Elle le regarda, avec un léger haussement d’épaules.

«  Non, je n’y ai pas songé, c’est inutile. Depuis longtemps, le grand-père ne paraît même plus savoir que mon mari existe. Il ne lui parle pas, il ne le voit pas… D’ailleurs, mon mari est parti pour la chasse, de grand matin, et il n’est pas encore rentré.  »

Puis, elle ajouta  :

«  Si vous voulez bien me suivre, je vais tout de suite vous conduire.  »

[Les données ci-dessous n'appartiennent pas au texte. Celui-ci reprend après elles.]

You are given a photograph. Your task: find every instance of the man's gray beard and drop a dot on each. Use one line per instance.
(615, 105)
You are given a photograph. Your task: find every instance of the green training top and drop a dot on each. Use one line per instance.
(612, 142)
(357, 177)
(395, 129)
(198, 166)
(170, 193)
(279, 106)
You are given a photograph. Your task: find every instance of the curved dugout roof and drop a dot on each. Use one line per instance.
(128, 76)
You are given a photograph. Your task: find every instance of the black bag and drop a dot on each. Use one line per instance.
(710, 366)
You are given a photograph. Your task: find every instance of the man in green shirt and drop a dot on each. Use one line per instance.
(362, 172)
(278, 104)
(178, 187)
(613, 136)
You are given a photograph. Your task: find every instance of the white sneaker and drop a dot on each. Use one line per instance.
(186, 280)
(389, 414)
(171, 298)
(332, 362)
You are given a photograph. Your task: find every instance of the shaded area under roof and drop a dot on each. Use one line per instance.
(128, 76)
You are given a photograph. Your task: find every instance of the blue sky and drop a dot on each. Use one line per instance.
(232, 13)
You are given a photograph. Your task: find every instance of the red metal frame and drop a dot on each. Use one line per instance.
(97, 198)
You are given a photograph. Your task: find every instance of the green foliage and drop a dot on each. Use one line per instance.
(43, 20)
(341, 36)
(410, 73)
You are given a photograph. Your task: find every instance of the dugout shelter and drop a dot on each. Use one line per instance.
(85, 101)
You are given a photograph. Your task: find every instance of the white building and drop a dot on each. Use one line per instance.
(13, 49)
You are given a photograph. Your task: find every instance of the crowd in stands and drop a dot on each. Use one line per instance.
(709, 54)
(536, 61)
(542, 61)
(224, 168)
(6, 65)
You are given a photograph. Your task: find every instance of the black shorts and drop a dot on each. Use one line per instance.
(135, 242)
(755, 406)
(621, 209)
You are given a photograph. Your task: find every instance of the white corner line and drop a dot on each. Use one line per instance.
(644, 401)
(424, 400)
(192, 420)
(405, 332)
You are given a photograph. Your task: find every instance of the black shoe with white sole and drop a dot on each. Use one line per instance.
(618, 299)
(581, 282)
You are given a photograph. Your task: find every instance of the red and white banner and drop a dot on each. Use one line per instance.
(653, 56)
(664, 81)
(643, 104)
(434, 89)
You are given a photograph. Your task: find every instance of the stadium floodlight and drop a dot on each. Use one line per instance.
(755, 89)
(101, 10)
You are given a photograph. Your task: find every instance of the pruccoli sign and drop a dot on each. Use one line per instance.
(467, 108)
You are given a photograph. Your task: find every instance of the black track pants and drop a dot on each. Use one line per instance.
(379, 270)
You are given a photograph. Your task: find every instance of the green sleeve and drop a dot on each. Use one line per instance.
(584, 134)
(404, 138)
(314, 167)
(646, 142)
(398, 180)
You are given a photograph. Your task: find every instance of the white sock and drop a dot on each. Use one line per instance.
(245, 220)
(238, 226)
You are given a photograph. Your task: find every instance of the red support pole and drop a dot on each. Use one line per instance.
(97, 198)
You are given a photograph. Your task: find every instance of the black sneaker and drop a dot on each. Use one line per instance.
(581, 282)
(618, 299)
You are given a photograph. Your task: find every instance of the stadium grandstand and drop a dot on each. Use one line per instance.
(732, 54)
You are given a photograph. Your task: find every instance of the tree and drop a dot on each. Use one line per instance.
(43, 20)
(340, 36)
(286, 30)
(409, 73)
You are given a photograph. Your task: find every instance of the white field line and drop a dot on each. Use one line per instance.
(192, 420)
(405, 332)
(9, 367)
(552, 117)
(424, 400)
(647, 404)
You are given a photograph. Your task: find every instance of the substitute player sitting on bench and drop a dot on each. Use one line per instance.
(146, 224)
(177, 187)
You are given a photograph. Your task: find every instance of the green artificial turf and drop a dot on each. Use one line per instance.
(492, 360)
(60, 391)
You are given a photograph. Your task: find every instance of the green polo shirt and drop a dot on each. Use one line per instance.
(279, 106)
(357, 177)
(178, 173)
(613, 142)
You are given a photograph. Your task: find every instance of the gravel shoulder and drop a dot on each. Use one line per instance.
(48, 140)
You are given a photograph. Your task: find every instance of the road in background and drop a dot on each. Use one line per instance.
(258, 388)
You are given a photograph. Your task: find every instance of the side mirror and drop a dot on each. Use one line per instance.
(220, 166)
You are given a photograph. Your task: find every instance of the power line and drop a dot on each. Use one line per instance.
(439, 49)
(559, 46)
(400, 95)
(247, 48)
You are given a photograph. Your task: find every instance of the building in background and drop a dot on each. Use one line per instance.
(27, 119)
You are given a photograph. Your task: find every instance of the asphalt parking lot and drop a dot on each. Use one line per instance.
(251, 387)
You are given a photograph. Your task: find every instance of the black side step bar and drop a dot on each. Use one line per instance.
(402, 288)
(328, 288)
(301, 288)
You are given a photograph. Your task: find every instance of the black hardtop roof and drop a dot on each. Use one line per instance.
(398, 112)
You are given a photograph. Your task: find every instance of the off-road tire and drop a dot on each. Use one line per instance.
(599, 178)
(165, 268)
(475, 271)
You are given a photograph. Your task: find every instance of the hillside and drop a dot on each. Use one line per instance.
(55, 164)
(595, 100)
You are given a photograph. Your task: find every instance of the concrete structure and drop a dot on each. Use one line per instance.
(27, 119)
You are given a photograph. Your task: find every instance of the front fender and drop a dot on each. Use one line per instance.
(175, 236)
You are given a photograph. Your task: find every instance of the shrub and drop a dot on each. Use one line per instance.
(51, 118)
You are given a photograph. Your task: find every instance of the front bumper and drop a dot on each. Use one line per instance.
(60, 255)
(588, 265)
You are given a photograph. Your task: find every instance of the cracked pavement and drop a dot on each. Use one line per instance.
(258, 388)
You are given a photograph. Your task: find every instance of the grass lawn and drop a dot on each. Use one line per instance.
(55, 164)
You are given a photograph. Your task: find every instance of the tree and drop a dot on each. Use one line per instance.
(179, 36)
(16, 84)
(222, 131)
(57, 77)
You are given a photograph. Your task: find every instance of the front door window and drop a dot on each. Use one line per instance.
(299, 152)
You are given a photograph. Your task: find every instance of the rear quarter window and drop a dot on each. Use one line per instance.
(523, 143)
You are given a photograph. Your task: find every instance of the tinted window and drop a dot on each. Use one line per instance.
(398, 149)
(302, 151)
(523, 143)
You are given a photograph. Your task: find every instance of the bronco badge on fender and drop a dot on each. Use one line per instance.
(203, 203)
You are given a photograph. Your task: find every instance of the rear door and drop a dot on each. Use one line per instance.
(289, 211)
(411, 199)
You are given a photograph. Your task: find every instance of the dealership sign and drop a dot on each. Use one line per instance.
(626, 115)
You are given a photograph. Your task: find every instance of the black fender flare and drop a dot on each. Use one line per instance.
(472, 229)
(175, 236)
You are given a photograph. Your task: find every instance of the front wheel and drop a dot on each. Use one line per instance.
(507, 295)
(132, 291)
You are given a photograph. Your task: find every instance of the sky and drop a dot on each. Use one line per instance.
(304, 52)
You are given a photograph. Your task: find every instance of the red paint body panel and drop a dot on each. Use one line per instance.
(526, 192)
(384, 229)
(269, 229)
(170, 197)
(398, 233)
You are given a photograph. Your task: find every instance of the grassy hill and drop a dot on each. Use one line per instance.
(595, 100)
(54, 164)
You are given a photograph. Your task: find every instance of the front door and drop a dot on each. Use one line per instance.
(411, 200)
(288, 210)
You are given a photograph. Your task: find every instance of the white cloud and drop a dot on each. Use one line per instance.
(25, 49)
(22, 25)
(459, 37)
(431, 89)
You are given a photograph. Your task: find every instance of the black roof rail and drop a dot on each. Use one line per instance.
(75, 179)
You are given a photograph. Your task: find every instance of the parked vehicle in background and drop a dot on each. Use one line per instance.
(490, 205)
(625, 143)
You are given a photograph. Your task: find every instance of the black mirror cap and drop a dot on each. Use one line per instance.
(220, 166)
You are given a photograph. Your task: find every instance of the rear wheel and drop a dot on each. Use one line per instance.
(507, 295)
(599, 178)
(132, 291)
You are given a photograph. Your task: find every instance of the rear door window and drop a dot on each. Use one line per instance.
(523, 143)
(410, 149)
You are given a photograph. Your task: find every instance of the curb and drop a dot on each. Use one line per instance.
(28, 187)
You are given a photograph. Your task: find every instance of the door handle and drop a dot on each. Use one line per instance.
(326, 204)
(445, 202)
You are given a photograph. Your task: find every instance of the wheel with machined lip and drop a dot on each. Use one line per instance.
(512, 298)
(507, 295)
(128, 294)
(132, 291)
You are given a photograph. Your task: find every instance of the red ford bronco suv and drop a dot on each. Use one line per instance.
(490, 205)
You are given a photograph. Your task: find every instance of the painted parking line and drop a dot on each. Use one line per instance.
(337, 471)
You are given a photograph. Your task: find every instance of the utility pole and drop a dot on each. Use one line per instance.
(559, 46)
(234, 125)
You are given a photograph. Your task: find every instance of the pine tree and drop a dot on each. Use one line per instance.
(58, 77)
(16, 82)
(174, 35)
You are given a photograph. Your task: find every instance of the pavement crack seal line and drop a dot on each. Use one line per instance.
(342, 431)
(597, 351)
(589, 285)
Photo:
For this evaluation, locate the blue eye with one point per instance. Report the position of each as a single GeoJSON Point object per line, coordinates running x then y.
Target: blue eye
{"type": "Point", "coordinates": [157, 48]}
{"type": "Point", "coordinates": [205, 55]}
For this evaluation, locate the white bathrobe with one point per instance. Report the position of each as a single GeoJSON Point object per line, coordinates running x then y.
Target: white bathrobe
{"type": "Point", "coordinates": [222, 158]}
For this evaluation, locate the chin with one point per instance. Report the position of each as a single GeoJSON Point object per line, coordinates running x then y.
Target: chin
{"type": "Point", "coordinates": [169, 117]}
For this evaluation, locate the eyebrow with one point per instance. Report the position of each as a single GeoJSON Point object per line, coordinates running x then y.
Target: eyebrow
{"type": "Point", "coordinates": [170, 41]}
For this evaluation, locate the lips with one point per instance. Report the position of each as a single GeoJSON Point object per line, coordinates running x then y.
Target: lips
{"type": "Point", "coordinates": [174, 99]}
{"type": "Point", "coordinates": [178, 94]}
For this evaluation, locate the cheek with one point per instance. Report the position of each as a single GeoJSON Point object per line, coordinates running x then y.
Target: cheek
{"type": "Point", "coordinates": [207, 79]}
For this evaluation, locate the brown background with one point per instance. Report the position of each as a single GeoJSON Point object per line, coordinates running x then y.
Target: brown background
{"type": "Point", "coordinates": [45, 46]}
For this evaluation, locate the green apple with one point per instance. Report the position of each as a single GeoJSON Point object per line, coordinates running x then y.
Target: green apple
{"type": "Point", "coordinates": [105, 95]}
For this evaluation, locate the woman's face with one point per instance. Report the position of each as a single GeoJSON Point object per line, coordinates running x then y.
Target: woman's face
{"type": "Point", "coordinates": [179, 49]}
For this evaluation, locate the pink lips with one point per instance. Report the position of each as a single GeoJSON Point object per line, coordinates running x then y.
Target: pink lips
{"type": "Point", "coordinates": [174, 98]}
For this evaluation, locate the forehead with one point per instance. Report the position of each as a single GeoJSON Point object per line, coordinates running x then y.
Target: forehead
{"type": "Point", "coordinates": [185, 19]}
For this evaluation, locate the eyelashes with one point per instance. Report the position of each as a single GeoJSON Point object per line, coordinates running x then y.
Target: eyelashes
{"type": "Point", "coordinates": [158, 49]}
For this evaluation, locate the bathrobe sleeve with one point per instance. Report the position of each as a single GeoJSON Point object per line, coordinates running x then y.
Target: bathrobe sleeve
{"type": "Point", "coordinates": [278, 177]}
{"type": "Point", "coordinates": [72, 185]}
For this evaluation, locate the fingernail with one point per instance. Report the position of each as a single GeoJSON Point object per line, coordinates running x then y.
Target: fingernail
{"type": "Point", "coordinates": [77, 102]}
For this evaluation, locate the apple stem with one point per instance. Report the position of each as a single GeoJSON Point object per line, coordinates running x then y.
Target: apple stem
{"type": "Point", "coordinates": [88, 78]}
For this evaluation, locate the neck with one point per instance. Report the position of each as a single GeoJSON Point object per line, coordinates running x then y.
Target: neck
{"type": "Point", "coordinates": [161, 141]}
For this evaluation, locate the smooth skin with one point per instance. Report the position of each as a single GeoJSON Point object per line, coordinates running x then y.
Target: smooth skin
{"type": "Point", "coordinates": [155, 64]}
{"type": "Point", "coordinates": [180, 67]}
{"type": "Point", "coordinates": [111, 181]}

Quand ils entrèrent chez M. Jérôme, celui-ci, assis sur son séant dans le vaste lit de palissandre, le dos appuyé contre des oreillers, avait encore la tête tournée vers la fenêtre, dont les rideaux étaient restés grands ouverts. Il ne devait pas avoir quitté des yeux le parc superbe, le déroulement de l’horizon, avec l’Abîme et la Crêcherie, au flanc des monts Bleuses, là-bas, par-dessus les toitures entassées de Beauclair. C’était un spectacle qui semblait le hanter, une continuelle évocation du passé, du présent et de l’avenir, depuis les longues années que, muet, il avait cet horizon sans cesse devant lui.

«  Grand-père, dit Suzanne, je vous amène M. Luc Froment. Le voici, il nous a fait l’amitié d’accourir tout de suite.  »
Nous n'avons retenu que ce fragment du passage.